Ordinarily, under the well-pleaded complaint rule, in order to be removable,
federal jurisdiction must be pleaded in a plaintiff’s complaint. See Pascack Valley Hosp.
v. Local 464A UFCW Welfare Reimbursement Plan,
388 F.3d 393, 399 (3d Cir. 2004).
“[A] case may not be removed to federal court on the basis of a federal defense, including
the defense of preemption . . . .”
Caterpillar, 482 U.S. at 393. But the doctrine of
complete preemption creates an exception to the well-pleaded complaint rule Aetna
Health Inc. v. Davila,
542 U.S. 200, 207 (2004);
Pascack, 388 F.3d at 400.
Under the doctrine of complete preemption, “Congress may so completely pre-
empt a particular area that any civil complaint raising this select group of claims is
necessarily federal in character.”
Pascack, 388 F.3d at 400 (quotation omitted). State
law claims are completely preempted by the LMRA when the claims are “substantially
dependent upon analysis of the terms of an agreement made between the parties in a labor
contract . . . .” Allis-Chalmers Corp. v. Lueck,
471 U.S. 202, 220 (1985); see
Kline, 386
F.3d at 252.
The District Court properly concluded Johnson’s claim would be substantially
dependent upon analysis of the terms of an agreement made between the parties in a labor
4
contract. Johnson’s argument the Policy Against Harassment is a stand-alone contract is
unpersuasive. The CBA explicitly authorizes the negotiation of deal memos between the
Union and employers covered by the CBA, including NBC. The 2007 Deal Memo
signed by Johnson states in relevant part: “This deal memo and any applicable collective
bargaining agreement (“CBA”) shall constitute our full understanding and shall supersede
any oral or written terms not specifically set forth on this memo or in its attachments.”

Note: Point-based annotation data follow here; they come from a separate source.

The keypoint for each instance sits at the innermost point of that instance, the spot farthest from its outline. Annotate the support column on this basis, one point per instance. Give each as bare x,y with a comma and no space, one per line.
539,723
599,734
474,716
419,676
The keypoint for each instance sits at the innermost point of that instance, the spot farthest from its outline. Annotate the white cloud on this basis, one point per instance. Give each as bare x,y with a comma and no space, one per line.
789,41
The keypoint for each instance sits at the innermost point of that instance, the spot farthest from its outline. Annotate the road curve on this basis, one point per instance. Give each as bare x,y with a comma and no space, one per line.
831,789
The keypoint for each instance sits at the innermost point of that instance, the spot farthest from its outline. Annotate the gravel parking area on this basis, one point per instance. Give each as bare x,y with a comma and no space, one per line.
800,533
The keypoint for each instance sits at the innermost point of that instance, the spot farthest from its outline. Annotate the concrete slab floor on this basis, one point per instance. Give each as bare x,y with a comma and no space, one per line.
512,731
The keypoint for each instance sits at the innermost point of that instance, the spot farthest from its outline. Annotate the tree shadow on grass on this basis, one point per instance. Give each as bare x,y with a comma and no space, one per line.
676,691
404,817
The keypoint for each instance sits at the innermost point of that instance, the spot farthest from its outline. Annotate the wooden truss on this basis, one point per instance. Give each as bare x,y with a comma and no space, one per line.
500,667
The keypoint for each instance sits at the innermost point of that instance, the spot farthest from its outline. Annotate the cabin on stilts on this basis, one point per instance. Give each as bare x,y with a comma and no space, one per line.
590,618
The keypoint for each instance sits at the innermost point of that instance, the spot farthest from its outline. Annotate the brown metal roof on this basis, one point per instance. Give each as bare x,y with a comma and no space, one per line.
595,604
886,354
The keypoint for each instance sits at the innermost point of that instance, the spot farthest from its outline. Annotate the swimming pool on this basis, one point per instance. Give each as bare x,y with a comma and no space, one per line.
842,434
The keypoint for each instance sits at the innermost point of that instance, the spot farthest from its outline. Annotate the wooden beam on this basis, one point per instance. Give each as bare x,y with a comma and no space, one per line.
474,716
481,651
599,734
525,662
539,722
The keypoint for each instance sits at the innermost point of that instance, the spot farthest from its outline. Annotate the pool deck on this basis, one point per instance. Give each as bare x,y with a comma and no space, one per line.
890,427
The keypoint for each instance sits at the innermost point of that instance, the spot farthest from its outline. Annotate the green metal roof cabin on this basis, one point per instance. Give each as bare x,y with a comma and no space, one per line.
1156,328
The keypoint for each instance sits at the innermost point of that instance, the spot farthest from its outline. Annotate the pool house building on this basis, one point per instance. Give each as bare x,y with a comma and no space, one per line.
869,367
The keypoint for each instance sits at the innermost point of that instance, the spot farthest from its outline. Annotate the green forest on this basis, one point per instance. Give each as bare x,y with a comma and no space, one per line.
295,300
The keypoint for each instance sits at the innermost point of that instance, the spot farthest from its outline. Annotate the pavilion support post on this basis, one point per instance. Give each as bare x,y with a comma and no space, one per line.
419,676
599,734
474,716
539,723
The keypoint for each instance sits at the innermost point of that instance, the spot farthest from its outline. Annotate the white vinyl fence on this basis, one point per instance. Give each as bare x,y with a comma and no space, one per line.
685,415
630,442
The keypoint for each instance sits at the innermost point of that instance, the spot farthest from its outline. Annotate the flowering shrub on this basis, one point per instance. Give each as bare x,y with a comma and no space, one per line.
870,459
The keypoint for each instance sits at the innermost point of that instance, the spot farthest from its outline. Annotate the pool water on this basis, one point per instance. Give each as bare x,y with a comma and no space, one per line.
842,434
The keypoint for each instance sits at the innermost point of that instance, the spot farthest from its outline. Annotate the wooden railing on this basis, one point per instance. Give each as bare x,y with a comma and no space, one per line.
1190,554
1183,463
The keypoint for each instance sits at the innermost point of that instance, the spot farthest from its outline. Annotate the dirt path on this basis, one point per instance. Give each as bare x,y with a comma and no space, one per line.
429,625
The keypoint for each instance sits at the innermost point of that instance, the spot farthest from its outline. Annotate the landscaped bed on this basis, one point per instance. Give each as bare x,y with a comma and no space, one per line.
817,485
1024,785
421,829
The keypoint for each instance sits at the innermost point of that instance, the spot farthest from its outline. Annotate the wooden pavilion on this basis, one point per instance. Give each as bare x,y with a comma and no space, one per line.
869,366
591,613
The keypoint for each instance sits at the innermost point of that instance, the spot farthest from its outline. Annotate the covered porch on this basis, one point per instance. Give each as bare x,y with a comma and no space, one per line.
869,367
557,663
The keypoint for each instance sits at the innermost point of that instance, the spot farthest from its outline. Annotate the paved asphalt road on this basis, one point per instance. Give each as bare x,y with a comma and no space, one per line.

Accordingly, as the District Court noted, the CBA and Deal Memos together memorialize
the terms of agreement negotiated between NBC and the Union. Cf.
Caterpillar, 482
U.S. at 395; Beidleman v. Stroh Brewing Co.,
182 F.3d 225, 230-31 (3d Cir. 1999).
Johnson implicitly acknowledged this when he initialed the 2006 and 2007 Deal Memos
“As Per 52,” and “As Per Local 52.”
Moreover, the Deal Memos incorporate NBC policies including the Policy Against
Harassment. The 2007 Deal Memo specifically lists and incorporates the Policy by
reference. See
Allis-Chalmers, 471 U.S. at 204. “[T]he right asserted . . . derives from
the contract . . . [and] any attempt to assess liability here inevitably will involve contract
interpretation.”
Id. at 218. Although Johnson did not acknowledge receipt of the Policy
on the face of the Deal Memos, he does not contest he signed the Deal Memos or
received the Policy Against Harassment.
Johnson’s argument that the CBA and Policy complaint processes are in conflict
only underlines that his claim is substantially dependent on interpretation of the terms of
agreement in the labor contract at issue. The CBA, Deal Memos, and the Policy all must
5
be interpreted to determine whether the complaint procedures are mutually exclusive and,
if so, which complaint procedure controls. The complaint procedures are not mutually
exclusive. The grievance procedure in the CBA requires the Union and the employer to
resolve “[a]ll complaints, disputes or questions as to the interpretation, application or
performance of [the CBA] . . . .” using procedures set forth in the CBA. Conversely, the
Policy requires the employee to report the conduct to NBC so it may investigate the
allegation and determine whether it will take remedial action. Accordingly, the Union’s
filing and resolution of a grievance on behalf of Johnson would not be inconsistent with
Johnson’s notice to NBC of the purported harassment. But even if the procedures were
inconsistent, Johnson’s claim is completely preempted because both the CBA and the
Policy would need to be interpreted to determine which is controlling.
For the foregoing reasons, we will affirm the judgment of the District Court.